Regardless, in the spirit of covering relevant papers, consider reading these:
Show your work: scratchpads for intermediate computation with language models
Chain-of-Thought Prompting Elicits Reasoning in Large Language Models
You may have noticed that the comma was being tokenized: this means that you might expect an LLM to not interpret “483,647” and “483647” the same way. The textual representation is different, and therefore the resulting tokens will also be different.
These positions are indices. Importantly, positional encodings are not indices! I’m oversimplifying here to try to supply some intuition.
In general, the process of tokenization remains overlooked for improving LLMs.
They mention an improvement of up to 20% over the state-of-the-art in other sections of the paper.
What’s the difference? Positional embeddings are learned representations (i.e. inferred as the model runs) that explicitly encode the position of elements in a sequence, while positional encodings are typically fixed patterns added to inputs to help the model understand their order.
Input Injection reintroduces the original input embeddings into each layer of the transformer model, such that positional information about the input is preserved throughout processing. Maintaining this direct connection to the original input means that the model can better handle tasks that require price positional or contextual understanding.
You may be aware that a neural network passes data through “layers” of neurons, transforming the data at each step.
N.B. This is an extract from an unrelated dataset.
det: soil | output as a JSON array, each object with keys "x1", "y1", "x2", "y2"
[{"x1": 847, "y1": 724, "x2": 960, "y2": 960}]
Looped Transformer Layers refer to a technique where instead of having multiple unique layers in sequence, a single layer (or a small set of layers) is applied repeatedly with shared parameters. This iterative application can help the model effectively perform multi-step reasoning tasks — it’s similar to applying the same reasoning step several times over.
I’m working on another experiment to answer this question, and may have a blog post coming out if the results are interesting at all.
This is a largely unsolved problem in computer science, and would be hugely ambitious to attempt.
There’s a significant amount of ongoing research on this topic, which is both fascinating and too voluminous to include here.
It would be interesting to inspect the neuron activations!
Note that looped layers, or recurrent techniques more generally, can conceptually bring models closer to learning deterministic operations. This is because they involve applying the same set of rules or transformations repeatedly, which mirrors the step-by-step process of deterministic algorithms.